To further investigate the effects of the four drugs on the neurons, the neurons were both individually exposed to PRL (20 mM), EFV (4 mM), AZT (4 mM), and 3TC (4 mM) for 1 h, respectively, and simultaneously exposed to these four drugs for 1 h. The patch clamp was employed to detect the AP of each group of neurons. We found that the AP amplitude in the PRL (20 mM) group and LPA‐1‐h groups was significantly decreased (p < 0.01, Figure 3A). As PRL inhibits neuronal activity by enhancing the function of GABAaRs, we detected the mIPSCs, which are a common indicator of the function of GABAaRs. The electrophysiological results showed that the mIPSC amplitude was significantly increased in the LPA‐1‐h group and PRL (20 mM) group (p < 0.01, Figure 3B). However, no significant differences were observed between the other groups.
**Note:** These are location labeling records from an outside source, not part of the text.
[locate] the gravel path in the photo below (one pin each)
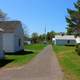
(44, 66)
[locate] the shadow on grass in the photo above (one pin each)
(24, 52)
(4, 62)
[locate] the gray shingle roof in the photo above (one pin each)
(9, 26)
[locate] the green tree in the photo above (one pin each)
(73, 20)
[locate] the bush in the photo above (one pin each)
(78, 48)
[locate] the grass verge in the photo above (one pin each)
(19, 59)
(69, 60)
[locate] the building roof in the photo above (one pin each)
(9, 26)
(65, 37)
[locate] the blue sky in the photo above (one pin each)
(37, 14)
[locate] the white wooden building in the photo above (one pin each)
(11, 37)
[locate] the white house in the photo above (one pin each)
(64, 40)
(11, 37)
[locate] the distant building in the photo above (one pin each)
(11, 36)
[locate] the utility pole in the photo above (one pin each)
(45, 32)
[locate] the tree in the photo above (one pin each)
(3, 16)
(50, 35)
(73, 20)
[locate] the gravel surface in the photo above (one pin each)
(44, 66)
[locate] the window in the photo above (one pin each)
(68, 41)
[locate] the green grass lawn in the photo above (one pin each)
(14, 60)
(69, 60)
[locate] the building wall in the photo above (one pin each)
(65, 42)
(19, 41)
(8, 42)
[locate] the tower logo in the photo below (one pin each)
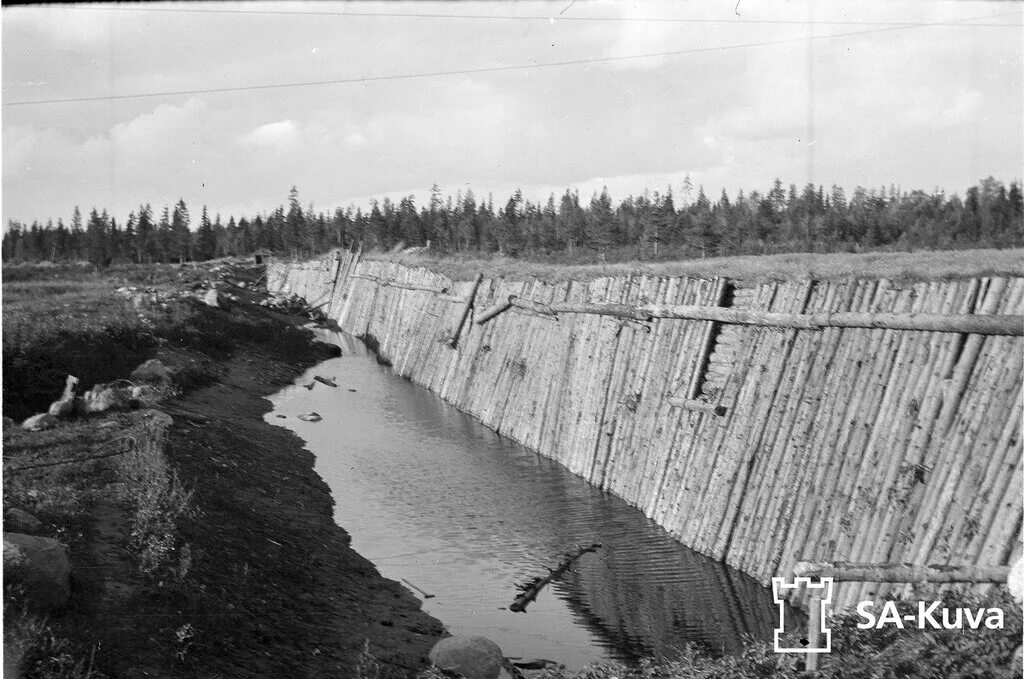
(820, 589)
Neuronal activity. (A) The AP of the neurons: the AP amplitude was decreased in the neurons of the LPA‐1‐h group; the AP amplitude was decreased in the neurons of the PRL group; the AP amplitude was decreased in the neurons of the LPA‐1‐h + Bicuculline group. (B) The mIPSCs of the neurons: The mIPSC amplitude was increased in the neurons of the LPA‐1‐h group; the mIPSC amplitude was increased in the neurons of the LPA‐1‐h + Bicuculline group; the mIPSC amplitude was increased in the neurons of the RPL group; the mIPSC amplitude was increased in the neurons of the PRL + Bicuculline group. (C) The effect of each individual drug on the glucose concentration of the neurons: the glucose concentration of the neurons did not change significantly. n = 5, ^# p < 0.01. 3TC, lamivudine; AP, action potential; ART, antiretroviral therapy; AZT, zidovudine; Ctrl, control; EFV, efavirenz; LPA, low PRL + ART concentration; mIPSCs, miniature inhibitory postsynaptic currents; PRL, propofol.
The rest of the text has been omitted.